Whaddya know, Urban Artifact has a beer called Chariot. It’s a tart ale with cherries and vanilla—sounds delightful. If you want to embody The Chariot energy, you will drink Chariot, crush the can with a guttural scream, and email your stupid ex to tell them they were always holding you back anyway. I am just kidding, do not do that. Or do, if you need to! Idk, whatever your path is, it’s between you and The Chariot. And the Chariot beer, maybe. Just get on with it!

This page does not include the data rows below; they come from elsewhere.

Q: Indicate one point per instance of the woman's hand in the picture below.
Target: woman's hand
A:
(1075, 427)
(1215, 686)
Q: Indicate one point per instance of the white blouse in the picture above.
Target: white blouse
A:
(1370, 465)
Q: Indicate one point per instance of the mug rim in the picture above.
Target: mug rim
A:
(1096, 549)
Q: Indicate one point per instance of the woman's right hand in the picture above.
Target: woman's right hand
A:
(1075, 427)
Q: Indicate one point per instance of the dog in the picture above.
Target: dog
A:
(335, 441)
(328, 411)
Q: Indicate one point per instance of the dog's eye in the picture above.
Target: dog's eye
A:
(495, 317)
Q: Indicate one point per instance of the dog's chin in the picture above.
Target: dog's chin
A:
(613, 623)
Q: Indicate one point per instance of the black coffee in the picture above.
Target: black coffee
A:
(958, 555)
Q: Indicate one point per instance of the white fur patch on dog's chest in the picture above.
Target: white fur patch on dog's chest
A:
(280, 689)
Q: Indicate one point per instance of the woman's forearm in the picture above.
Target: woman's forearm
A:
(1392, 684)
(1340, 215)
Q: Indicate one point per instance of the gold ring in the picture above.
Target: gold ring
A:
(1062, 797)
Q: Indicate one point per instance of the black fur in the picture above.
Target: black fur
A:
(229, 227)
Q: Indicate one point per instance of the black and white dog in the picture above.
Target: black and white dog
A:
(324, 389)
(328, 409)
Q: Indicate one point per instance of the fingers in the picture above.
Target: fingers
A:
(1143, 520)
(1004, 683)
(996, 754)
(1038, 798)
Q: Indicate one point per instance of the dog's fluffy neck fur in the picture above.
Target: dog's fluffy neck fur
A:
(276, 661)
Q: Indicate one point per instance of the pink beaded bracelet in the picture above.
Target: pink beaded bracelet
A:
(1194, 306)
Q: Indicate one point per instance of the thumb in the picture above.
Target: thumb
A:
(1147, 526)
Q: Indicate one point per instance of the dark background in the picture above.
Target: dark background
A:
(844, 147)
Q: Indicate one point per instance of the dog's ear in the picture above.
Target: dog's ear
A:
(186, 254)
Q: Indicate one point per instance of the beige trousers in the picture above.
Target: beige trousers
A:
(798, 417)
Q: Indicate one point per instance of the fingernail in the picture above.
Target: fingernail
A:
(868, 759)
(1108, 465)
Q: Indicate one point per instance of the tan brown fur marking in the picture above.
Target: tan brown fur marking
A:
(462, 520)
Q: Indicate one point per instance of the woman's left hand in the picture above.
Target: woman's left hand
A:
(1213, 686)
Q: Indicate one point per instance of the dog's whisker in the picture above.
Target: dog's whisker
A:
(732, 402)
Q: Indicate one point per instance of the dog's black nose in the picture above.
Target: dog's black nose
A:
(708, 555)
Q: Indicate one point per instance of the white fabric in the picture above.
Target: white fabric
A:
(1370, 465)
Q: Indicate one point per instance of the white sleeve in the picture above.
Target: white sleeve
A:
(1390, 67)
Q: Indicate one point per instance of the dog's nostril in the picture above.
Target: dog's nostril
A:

This Week’s Boozy Media Rec
Train rides back and forth for travel over the long weekend meant more time for more podcasts, and speaking of traveling: one of my favorite listens was the first “Beer Travelers” episode of the All About Beer Podcast. Hosted by Andy Crouch, this series dives into a particular city’s beer scene, guided by people who know it well, making for not just a fun podcast, but a good glimpse at current beer trends in general, and a great travel guide for your own future trip. The first episode is on Chicago with Chalonda and Nik White—not only are both of them super knowledgeable and fun to listen to, but this whole episode just boosted my growing desire to move to Chicago.
Ex-BEER-ience of the Week
As I mentioned on Twitter this weekend, if you’re going to be in New England, Matt Osgood’s stories for Good Beer Hunting are a great way to plan your brewery visits. It’s hard to read one and not instantly dream about getting to the place at the center of the story. As we were in Massachusetts for LDW, we spent Sunday in Amesbury in order to experience Brewery Silvaticus for ourselves. (Here’s Matt’s feature on them.) What a beautiful little brewery—honestly, on the kind of good-weather day we happened to have, it’s the kind of setting that easily feels idyllic. And lagers, a whole menu of lagers! I know, way to bury the lead. I had a lovely kellerbier and a black lager to end all black lagers.